Monday, July 20, 2009

NYC Pizza (food)

I decided to try out a couple more highly regarded NYC pizza places.

Artichoke Pizza http://www.artichokepizza.com/ (1st Ave 14th St)

Artichoke Pizza is a relatively new slice joint that has gotten comparisons to Di Fara. Opened less than two years, it's gotten quite a following and very good reviews. First, I had the sicilian slice. This was excellent, and as close to Di Fara as I've had anywhere. This was definitely better than any other silician or grandma slice I've had although I still can't say that it beat Di Fara's square slice. They use a similar, if not the same, type of pan for it, creating a brilliant blackened crust that has no taste of being burnt.

I also had the signature artichoke and spinach slice. This was not for me. This was not a red sauce pizza with artichoke and spinach as toppings. Rather, it was more like the ubiquitous spinach and artichoke dip put on round pizza dough. It wasn't bad, but to me paled in comparison to the sicilian slice. The good thing about this slice is that it is huge. One slice will easily feed two people.

The prices aren't bad either, with the artichoke slice at $4 and the sicilian slice at $3.50. There are many places to get quality pizza in NYC. However, it is very hard to find quality slices. This is a quality slice joint and I'd be much happier walking down to first avenue to get their sicilian slice than making the trek out to Di Fara and then still having to wait.

Una Pizza Napoletana http://www.unapizza.com/ (1st Ave 12th St)
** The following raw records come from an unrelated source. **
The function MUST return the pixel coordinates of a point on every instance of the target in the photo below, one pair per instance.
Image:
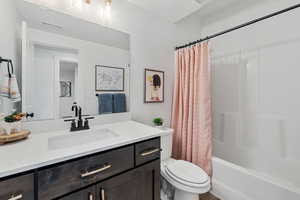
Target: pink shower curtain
(191, 112)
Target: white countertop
(35, 152)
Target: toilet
(189, 180)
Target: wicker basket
(14, 137)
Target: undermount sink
(80, 138)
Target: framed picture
(65, 89)
(109, 79)
(154, 86)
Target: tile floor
(208, 196)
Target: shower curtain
(191, 110)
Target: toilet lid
(187, 172)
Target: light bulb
(77, 4)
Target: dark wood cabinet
(123, 187)
(147, 151)
(126, 173)
(19, 188)
(59, 180)
(86, 194)
(149, 181)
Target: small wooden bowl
(14, 137)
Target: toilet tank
(166, 144)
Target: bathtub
(232, 182)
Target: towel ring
(10, 66)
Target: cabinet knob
(102, 194)
(106, 167)
(91, 196)
(152, 151)
(16, 197)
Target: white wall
(8, 42)
(152, 42)
(89, 55)
(256, 97)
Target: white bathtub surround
(232, 182)
(36, 152)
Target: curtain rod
(239, 26)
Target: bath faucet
(80, 125)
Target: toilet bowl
(188, 179)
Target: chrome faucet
(80, 124)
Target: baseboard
(224, 192)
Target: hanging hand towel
(105, 103)
(119, 103)
(9, 87)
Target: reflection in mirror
(67, 60)
(68, 73)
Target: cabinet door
(122, 187)
(86, 194)
(149, 181)
(19, 188)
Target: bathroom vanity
(128, 171)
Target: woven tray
(14, 137)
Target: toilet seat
(187, 173)
(180, 183)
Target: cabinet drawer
(65, 178)
(20, 188)
(147, 151)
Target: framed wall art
(154, 86)
(109, 79)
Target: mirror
(69, 61)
There's a wide range of opinion on the pizza at Una Pizza Napoletana. Most of the criticism tends to deal with the price and lack of value. People were complaining back when it was $17/pie (it's quite a small pie, around 10-12 inches), and now it's $21/pie. Yet that doesn't seem to keep it from being busy. I got there at around 6:30pm on a weeknight and there was already a line of about 8 people. Because I was by myself, I managed to squeeze into a seat in the small restaurant. The place seats about 30 and most of the restaurant has a view of the pizzaiolo.

Much has been made about the owner/pizzaiolo Anthony Mangieri. He is the only one there allowed to make the pizza, and there's even been a short documentary made about him video here. There are only 4 types of pizza, no substitutions, no plates for sharing, and they close when they run out of dough. I decided to go there because word had appeared on serious eats that Mangieri was thinking about selling and starting a new place in Jersey or San Francisco.
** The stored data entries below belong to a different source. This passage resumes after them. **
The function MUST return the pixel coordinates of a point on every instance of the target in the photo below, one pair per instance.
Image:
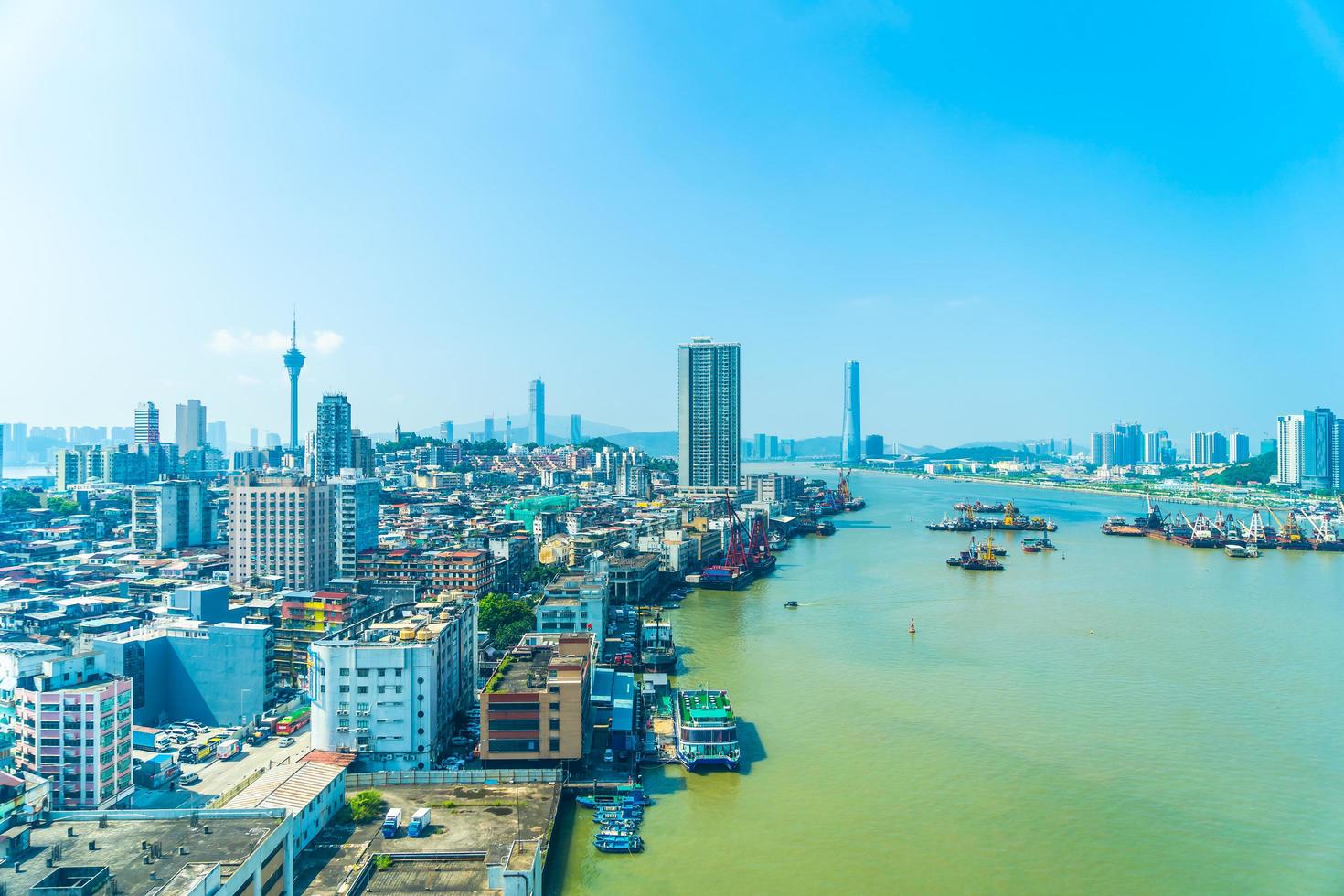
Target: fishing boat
(706, 730)
(618, 842)
(656, 647)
I ordered the margherita, with San Marzano tomatoes, mozarella di bufala, EVOO, fresh basil, and seasalt, and waited patiently. As you know, I love to watch a master craftsman at work, so even though the place was a bit cramped, I stood in the middle of the restaurant to watch Mangieri do his thing. There was not much to the pizza making itself. He simply stretched the prepared dough, added a ridiculously thin layer of tomato sauce, added the cheese, basil, salt, and finished it with olive oil. What happens after the pizza goes into the oven, however, is spectacular. The chef works each pizza, spinning it around constantly, moving it to different parts of the oven, lifting it up toward to the roof of the oven and down, all to ensure the desired spread of heat on the pizza.

The pizza arrived hot and bubbling. There were a couple of charred blisters around the crust (tasteless burnt carbon, not like the tasty char on bbq), but nowhere near enough to ruin the pizza. The pizza is not cut, and you are given a fork and a serated knife. After I cut into it and had a few bites, I felt that I "got it". If you eat this and don't understand why people say it's one of the best pizzas in NYC, you don't get it. If you cut it into quarters so that you can hold it in your hand like a slice of pizza, you don't get it. If you complain that the pizza is limp and not crisp, you don't get it. This is not so much a pizza, in the way that we usually use that term, as it is a bread steak. Yes, a well-seasoned filet mignon of bread that is enhanced by its toppings.

When you get a bite that has a little of everything - the thinner dough in the middle, the thicker dough on the crust, the sauce, the olive oil, the basil, the cheese - it's amazing. Are there enough of these bites to make it worth $21? Not really. But then again, I understand that I'm paying for the chef's passion and technique. I think that it's a unique taste experience that's harder to replicate than one would assume. I definitely recommend giving the place a try, but there's no guarantee that you'll "get it" the way I think I "got it". As I walked out, the line now had about 20+ people and one of the two servers had to come outside and give people plastic cups of water on the warm evening.

UPDATE: It's been confirmed that Mangieri has sold and is moving to the west coast. A branch of Brooklyn-based Motorino (also with good reviews) will open in its place.

2 comments :

amedemonet said...

I hope he is moving to SF.

The Pretender said...

He's still tempted to stay in NJ. I thought there were a bunch of good pizza places and good neapolitan pizza out there in SF. Certainly I can imagine it being better in SF with fresh local ingredients.